Jetzt wird es heiß! Hier kommt ein neuer Beitrag der Kolumne zum Ehrenamt Feuerwehr. Dieses Mal nehme ich euch mit auf eine Reise hinter die Kulissen. Ich erzähle euch eine Geschichte, die noch nicht einmal meine Kamerad*innen kennen. Na, neugierig geworden?

 

Die Einsätze sind nicht beendet, wenn man im Feuerwehrgerätehaus ankommt. Die Einsätze sind auch nicht beendet, wenn die Schutzklamotten sauber im Spind verstaut sind.
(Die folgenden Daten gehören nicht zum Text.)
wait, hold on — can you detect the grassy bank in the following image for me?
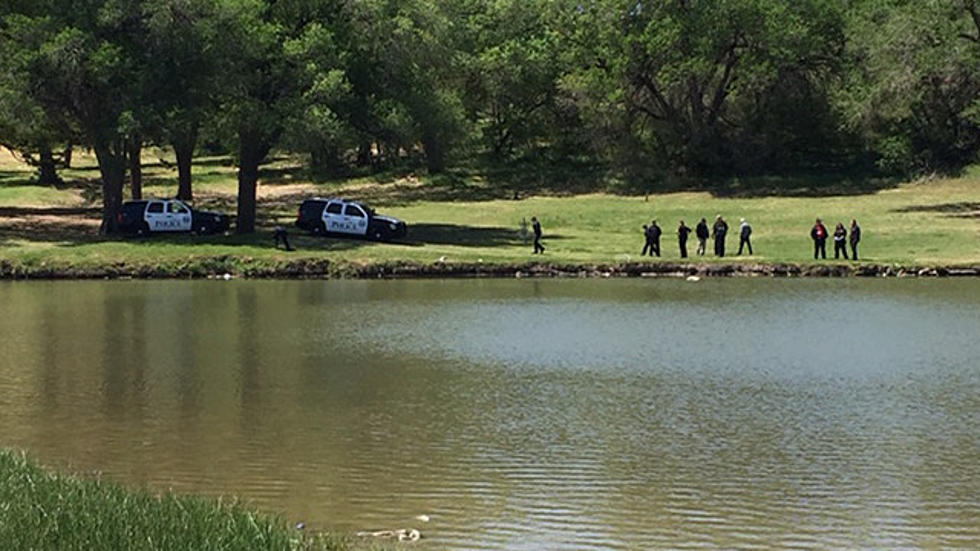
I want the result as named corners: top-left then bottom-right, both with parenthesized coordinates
top-left (0, 450), bottom-right (355, 551)
top-left (1, 148), bottom-right (978, 277)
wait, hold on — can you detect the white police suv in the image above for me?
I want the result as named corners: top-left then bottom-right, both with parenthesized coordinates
top-left (296, 198), bottom-right (407, 241)
top-left (118, 199), bottom-right (231, 235)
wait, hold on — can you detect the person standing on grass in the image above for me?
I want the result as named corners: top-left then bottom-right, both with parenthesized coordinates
top-left (850, 219), bottom-right (861, 260)
top-left (273, 226), bottom-right (294, 251)
top-left (811, 218), bottom-right (828, 259)
top-left (641, 224), bottom-right (653, 256)
top-left (531, 216), bottom-right (545, 254)
top-left (737, 218), bottom-right (753, 255)
top-left (678, 220), bottom-right (691, 258)
top-left (696, 218), bottom-right (709, 256)
top-left (833, 222), bottom-right (848, 259)
top-left (649, 220), bottom-right (662, 257)
top-left (712, 215), bottom-right (728, 257)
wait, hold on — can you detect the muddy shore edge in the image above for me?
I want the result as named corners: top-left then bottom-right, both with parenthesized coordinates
top-left (2, 258), bottom-right (979, 280)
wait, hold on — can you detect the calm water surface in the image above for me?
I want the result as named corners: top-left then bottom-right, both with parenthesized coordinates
top-left (0, 279), bottom-right (978, 550)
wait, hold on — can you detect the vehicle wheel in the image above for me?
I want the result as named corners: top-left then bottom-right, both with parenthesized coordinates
top-left (371, 228), bottom-right (385, 241)
top-left (136, 222), bottom-right (150, 237)
top-left (195, 224), bottom-right (210, 235)
top-left (313, 221), bottom-right (327, 236)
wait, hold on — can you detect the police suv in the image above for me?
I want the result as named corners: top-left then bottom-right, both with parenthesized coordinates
top-left (118, 199), bottom-right (231, 235)
top-left (296, 198), bottom-right (407, 241)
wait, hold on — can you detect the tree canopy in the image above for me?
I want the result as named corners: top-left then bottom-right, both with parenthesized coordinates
top-left (1, 0), bottom-right (977, 233)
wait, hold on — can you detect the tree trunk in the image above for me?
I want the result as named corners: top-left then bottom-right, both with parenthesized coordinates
top-left (127, 134), bottom-right (142, 200)
top-left (94, 140), bottom-right (126, 235)
top-left (236, 133), bottom-right (269, 234)
top-left (37, 147), bottom-right (62, 186)
top-left (356, 141), bottom-right (372, 167)
top-left (173, 125), bottom-right (198, 201)
top-left (421, 132), bottom-right (445, 174)
top-left (311, 145), bottom-right (343, 175)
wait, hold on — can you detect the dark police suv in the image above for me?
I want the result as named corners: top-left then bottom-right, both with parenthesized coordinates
top-left (118, 199), bottom-right (231, 235)
top-left (296, 198), bottom-right (407, 241)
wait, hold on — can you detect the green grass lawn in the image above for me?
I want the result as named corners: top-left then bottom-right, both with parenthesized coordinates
top-left (1, 147), bottom-right (977, 273)
top-left (0, 450), bottom-right (360, 551)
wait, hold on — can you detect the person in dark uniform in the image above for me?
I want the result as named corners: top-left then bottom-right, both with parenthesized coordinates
top-left (737, 218), bottom-right (753, 255)
top-left (849, 219), bottom-right (861, 260)
top-left (531, 216), bottom-right (545, 254)
top-left (649, 219), bottom-right (662, 257)
top-left (811, 218), bottom-right (828, 259)
top-left (641, 224), bottom-right (653, 256)
top-left (695, 217), bottom-right (709, 256)
top-left (833, 222), bottom-right (848, 259)
top-left (677, 220), bottom-right (691, 258)
top-left (712, 215), bottom-right (728, 257)
top-left (273, 225), bottom-right (294, 251)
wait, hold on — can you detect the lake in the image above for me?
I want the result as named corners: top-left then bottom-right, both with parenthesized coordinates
top-left (0, 279), bottom-right (978, 550)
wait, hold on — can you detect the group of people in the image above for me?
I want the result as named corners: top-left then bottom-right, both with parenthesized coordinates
top-left (810, 218), bottom-right (861, 260)
top-left (641, 215), bottom-right (752, 259)
top-left (526, 215), bottom-right (863, 261)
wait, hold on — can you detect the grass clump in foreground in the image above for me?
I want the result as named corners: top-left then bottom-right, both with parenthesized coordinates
top-left (0, 450), bottom-right (356, 551)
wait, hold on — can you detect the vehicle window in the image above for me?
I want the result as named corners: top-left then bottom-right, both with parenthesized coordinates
top-left (344, 205), bottom-right (365, 218)
top-left (168, 202), bottom-right (188, 214)
top-left (147, 202), bottom-right (164, 213)
top-left (326, 203), bottom-right (343, 214)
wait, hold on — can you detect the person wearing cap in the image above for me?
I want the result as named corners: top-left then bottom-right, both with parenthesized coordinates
top-left (677, 220), bottom-right (692, 258)
top-left (695, 217), bottom-right (709, 255)
top-left (712, 215), bottom-right (728, 257)
top-left (737, 217), bottom-right (753, 255)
Manche Einsätze vergisst man noch auf dem Weg nach hause, während man sich an andere sein ganzes Leben lang erinnern kann. Szenen oder Sequenzen aus dem Einsatz spielen sich nocheinmal im Kopf ab, man erinnert sich an bestimmte Bilder oder einzelne Sätze, die gesagt oder gefunkt wurden. Oder es kommen einem Fragen in den Sinn wie „Was ist aus den Menschen geworden, denen man damals geholfen hat?“.

In sämtlichen Berichten wird das alles verschwiegen. Das Interesse der Öffentlichkeit für den Einsatz scheint mit der Abfahrt der Einsatzfahrzeuge schon wieder verschwunden zu sein. Doch ich schreibe keine Berichte. Ich erzähle meine Geschichte. Und dieser Ausschnitt ereignete sich ein gutes halbes Jahr nach einem bestimmten Einsatz unserer Wehr…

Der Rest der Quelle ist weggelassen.